In “Decisive Battles of World War II – The German View”, the former head of Operations in OKW, General Walter Warlimont wrote about the North African campaign in 1942 as one of these decisive battles under the title “Decision in the Mediterranean”. He traces the revival of the strategic consideration of a move into Egypt back to the successful counter-offensive by the Axis forces at the end of the winter battle. This offensive, prepared in total secrecy and successfully carried out started on 21 January 1942 swiped away the inexperienced and understrength British 1st Armoured Division in the desert, and almost trapped and annihilated the 4th Indian Infantry Division in the Djebel on the northern coast of Cyrenaica, around Benghazi and Barce.  In the view of Warlimont:

[…]this tremendous offensive drive […] encouraged German leaders to revert to their ambitious project of the previous year, linking it this time with plans for a further offensive in the Caucasus.

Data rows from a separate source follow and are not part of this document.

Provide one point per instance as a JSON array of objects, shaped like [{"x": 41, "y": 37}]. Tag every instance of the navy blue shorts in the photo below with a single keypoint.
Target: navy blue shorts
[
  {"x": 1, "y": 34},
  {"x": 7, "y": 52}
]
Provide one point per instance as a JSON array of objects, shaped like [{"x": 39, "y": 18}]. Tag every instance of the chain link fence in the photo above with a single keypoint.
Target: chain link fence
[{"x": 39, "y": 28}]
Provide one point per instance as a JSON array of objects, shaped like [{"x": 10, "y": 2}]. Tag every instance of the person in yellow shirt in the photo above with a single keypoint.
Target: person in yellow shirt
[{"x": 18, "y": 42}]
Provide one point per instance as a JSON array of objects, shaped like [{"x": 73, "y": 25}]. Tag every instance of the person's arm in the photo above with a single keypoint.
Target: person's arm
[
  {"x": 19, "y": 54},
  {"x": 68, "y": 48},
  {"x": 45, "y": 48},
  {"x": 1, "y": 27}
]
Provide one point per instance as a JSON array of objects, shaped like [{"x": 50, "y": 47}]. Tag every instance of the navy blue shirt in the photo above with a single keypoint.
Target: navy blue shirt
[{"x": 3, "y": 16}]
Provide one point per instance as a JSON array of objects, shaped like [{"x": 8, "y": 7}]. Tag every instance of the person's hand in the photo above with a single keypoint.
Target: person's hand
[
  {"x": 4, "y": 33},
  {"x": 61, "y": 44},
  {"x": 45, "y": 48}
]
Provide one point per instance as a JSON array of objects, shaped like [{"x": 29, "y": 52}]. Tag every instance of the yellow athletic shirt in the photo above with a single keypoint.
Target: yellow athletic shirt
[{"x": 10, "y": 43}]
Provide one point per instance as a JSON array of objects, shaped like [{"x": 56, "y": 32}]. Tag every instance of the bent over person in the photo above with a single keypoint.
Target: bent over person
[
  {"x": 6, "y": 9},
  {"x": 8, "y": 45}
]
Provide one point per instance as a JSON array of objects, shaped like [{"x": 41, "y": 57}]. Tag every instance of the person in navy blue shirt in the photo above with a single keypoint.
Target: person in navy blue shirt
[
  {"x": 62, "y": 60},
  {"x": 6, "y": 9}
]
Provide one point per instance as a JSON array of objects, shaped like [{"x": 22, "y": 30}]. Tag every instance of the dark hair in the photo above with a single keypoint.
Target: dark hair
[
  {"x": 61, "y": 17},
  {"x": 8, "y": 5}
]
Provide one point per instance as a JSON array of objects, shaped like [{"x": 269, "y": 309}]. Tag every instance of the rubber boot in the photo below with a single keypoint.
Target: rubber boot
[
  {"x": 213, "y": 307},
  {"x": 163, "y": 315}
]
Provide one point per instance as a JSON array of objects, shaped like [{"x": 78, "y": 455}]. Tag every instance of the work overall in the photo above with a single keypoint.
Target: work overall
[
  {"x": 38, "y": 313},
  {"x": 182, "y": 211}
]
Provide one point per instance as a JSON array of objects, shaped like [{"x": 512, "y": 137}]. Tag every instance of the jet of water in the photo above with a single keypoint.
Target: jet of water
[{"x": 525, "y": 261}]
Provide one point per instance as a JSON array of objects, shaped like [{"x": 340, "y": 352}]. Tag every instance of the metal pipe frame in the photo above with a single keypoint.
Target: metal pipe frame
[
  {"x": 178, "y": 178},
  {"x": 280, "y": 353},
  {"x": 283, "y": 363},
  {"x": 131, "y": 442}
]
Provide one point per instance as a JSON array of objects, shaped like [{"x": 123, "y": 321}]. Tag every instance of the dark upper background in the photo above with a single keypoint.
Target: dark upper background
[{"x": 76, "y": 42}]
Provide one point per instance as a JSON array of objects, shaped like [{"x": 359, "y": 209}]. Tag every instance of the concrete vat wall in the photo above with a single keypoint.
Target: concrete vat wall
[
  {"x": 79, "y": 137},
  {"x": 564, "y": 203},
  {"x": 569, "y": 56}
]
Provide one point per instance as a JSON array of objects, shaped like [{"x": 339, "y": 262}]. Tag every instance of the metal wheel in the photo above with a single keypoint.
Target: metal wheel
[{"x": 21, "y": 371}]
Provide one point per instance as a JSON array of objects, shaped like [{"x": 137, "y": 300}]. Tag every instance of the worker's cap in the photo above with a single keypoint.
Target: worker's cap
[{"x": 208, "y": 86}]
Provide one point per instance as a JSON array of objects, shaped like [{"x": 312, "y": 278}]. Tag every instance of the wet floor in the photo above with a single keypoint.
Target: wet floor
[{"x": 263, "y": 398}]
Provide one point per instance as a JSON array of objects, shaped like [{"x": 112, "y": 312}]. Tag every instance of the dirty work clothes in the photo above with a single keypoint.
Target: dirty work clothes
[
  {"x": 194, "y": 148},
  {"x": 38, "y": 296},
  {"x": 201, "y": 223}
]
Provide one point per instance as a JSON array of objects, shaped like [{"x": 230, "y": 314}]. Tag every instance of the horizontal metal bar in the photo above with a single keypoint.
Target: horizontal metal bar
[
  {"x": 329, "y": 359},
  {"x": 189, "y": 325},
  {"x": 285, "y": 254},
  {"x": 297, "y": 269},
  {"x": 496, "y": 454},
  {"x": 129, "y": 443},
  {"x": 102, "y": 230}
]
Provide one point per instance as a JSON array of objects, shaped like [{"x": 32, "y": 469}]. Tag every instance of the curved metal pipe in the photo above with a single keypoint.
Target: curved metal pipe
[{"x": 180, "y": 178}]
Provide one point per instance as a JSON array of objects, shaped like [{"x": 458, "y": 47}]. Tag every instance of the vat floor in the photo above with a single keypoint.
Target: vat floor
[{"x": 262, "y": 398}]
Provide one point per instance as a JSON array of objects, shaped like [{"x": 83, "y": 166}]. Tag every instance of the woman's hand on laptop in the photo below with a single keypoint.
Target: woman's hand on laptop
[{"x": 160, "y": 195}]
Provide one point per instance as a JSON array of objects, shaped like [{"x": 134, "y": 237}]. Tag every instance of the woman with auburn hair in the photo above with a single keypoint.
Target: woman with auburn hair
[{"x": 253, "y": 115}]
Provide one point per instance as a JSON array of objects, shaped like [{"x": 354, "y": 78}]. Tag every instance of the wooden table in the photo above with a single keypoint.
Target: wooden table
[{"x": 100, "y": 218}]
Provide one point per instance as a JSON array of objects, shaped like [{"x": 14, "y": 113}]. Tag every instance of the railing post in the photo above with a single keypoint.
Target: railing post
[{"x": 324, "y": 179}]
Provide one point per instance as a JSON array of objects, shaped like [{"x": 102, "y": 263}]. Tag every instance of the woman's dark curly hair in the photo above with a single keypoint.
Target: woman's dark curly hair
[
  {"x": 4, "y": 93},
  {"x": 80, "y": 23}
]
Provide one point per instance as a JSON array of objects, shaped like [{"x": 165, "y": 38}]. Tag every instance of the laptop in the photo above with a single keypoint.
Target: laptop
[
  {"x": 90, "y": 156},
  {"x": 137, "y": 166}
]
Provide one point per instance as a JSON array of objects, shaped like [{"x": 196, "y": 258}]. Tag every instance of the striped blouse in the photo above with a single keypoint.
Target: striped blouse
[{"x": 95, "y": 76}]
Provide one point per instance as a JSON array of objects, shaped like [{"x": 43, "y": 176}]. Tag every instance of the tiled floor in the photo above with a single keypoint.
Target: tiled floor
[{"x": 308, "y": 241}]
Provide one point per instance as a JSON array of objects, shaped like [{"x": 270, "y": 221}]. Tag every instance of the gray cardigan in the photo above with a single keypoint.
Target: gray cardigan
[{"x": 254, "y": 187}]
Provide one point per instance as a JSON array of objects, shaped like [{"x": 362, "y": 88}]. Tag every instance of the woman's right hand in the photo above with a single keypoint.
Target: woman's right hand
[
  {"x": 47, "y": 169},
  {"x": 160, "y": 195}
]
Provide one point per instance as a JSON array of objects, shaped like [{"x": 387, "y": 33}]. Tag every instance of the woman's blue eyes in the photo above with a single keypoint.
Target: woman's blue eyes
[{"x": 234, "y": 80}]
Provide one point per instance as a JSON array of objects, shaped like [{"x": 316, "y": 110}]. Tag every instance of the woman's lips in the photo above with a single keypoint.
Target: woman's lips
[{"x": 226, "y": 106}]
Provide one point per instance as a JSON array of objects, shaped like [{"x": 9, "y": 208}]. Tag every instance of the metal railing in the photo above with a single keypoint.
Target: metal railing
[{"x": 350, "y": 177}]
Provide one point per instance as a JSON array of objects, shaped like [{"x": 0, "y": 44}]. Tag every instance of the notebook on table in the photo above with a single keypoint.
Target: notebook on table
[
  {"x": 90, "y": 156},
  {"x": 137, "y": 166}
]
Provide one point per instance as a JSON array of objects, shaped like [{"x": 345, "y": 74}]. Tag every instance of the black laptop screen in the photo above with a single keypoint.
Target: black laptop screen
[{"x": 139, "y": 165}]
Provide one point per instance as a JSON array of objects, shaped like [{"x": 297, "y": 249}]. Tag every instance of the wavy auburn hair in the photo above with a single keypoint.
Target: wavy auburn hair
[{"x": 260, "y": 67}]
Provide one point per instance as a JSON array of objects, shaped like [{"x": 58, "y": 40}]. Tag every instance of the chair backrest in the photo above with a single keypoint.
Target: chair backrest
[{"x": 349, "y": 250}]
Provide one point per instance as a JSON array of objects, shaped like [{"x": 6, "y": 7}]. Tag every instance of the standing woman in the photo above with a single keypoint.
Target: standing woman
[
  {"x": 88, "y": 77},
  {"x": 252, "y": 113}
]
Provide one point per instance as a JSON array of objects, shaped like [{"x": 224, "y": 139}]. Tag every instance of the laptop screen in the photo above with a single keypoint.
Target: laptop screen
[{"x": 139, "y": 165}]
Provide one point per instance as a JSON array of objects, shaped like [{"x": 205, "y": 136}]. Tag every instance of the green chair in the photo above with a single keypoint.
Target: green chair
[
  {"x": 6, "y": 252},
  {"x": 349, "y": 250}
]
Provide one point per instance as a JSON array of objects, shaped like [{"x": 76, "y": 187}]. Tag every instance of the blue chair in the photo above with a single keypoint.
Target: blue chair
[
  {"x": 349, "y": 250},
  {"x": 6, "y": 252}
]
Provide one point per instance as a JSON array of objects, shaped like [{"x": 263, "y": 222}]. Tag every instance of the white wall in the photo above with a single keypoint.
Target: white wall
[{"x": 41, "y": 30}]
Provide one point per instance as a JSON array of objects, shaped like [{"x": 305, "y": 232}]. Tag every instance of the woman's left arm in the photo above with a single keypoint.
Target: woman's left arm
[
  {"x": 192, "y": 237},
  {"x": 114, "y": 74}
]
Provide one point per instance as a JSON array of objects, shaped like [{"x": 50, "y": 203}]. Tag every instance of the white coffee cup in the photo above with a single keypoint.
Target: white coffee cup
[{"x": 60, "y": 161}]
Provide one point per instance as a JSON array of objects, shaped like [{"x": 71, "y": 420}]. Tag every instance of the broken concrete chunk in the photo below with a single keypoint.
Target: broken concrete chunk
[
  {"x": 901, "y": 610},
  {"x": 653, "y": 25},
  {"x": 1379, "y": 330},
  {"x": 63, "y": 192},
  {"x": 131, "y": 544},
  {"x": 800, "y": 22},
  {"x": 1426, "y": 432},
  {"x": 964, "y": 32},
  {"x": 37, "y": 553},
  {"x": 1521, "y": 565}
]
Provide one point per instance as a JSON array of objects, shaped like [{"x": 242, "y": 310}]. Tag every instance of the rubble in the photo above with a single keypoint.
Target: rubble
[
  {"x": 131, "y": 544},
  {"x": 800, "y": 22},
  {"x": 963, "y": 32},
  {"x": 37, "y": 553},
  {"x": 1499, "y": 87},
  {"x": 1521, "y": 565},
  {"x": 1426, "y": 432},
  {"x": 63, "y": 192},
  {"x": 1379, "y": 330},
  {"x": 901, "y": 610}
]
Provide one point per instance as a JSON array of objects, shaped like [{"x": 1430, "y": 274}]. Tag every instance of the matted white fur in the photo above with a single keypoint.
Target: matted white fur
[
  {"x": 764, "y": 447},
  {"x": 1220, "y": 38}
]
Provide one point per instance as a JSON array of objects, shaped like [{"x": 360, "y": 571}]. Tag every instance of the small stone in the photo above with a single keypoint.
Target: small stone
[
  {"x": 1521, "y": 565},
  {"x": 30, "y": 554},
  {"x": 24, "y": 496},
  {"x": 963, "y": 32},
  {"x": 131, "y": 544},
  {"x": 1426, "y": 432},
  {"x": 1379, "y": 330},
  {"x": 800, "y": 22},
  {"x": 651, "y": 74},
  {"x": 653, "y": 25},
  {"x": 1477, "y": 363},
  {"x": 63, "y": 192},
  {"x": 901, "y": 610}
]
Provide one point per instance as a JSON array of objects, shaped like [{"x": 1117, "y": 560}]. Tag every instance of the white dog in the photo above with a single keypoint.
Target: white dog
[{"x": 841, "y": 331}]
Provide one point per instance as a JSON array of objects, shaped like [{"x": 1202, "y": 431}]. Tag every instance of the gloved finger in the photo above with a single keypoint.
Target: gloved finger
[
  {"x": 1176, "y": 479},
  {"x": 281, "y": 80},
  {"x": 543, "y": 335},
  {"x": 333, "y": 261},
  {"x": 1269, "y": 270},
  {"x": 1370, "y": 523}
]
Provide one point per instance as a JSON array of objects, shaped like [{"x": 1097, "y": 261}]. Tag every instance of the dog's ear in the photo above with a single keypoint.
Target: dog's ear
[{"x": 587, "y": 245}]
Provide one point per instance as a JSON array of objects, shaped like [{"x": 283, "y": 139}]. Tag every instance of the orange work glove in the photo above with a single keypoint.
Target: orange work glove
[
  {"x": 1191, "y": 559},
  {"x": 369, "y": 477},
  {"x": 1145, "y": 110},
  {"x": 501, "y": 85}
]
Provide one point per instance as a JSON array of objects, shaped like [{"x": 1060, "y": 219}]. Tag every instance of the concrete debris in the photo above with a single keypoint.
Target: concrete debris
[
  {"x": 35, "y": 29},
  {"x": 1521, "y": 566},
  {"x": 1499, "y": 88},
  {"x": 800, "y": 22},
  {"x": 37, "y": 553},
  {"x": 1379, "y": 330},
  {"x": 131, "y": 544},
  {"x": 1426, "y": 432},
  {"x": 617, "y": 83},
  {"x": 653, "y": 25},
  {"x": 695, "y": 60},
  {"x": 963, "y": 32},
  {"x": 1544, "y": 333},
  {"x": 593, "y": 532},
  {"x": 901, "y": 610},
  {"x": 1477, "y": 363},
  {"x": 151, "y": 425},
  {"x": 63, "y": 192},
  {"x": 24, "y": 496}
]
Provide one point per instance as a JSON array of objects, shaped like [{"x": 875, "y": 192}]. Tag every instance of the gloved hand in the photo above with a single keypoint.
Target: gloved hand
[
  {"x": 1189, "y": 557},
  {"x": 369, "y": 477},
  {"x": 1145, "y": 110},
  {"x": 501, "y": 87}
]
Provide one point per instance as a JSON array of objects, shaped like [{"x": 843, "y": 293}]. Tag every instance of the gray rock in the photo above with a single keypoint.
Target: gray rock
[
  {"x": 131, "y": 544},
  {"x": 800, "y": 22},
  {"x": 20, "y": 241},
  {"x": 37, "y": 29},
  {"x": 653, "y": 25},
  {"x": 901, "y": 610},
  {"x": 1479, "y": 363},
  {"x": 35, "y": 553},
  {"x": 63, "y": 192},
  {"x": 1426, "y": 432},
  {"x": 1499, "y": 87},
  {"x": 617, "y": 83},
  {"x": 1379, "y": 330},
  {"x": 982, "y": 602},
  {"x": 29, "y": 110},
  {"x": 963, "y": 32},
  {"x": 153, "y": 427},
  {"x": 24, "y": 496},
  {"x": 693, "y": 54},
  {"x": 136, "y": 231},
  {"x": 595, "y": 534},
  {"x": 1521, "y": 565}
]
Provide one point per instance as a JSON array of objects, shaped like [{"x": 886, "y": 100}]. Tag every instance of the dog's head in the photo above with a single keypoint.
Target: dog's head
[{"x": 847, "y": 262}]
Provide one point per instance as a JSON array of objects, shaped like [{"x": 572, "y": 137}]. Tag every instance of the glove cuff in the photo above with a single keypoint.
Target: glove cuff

The inherent weakness of this development, in which strategic considerations limped along in the rear of tactical success, was glossed over by Rommel’s brilliant victory in the desert, and it was optimistically assumed that Rommel’s tremendous reputation and his undoubted skill as a leader in the field would more than compensate for the steady increase of enemy strengths which was to be expected.

A few comments on this:

  • There are shades of the June 1942 attack into Egypt after the fall of Tobruk here, where strategic considerations (this time the capture of Malta) again ‘limped’ along in the wake of the capture of Tobruk.
  • Warlimont completely ignores in this analysis the fact that the Axis forces, which not three months before, on 21 November 1941 were supposed to seize the Tobruk fortress and then prepare to break across the frontier into Egypt had barely escaped with the hides on their back from Auchinleck’s offensive.  Rommel was in my opinion outgeneralled in November and December 1941, and quite badly and soundly beaten outside Tobruk, the obvious successes, such as the destruction of 5th South African Brigade and the near destruction of the New Zealand Division notwithstanding. But somehow this near desaster was forgotten by a fast drive across a mostly empty desert and the pushing back of the enemy halfway to Tobruk.
  • So while I agree that the counter-offensive was a tactical (and in fact a strategic success), I hesitate to subscribe to the view that either it or indeed the whole winter battle was a ‘brilliant victory’, despite the fact that the Axis side did not hesitate to slap itself on the back over just escaping total ruin in North Africa.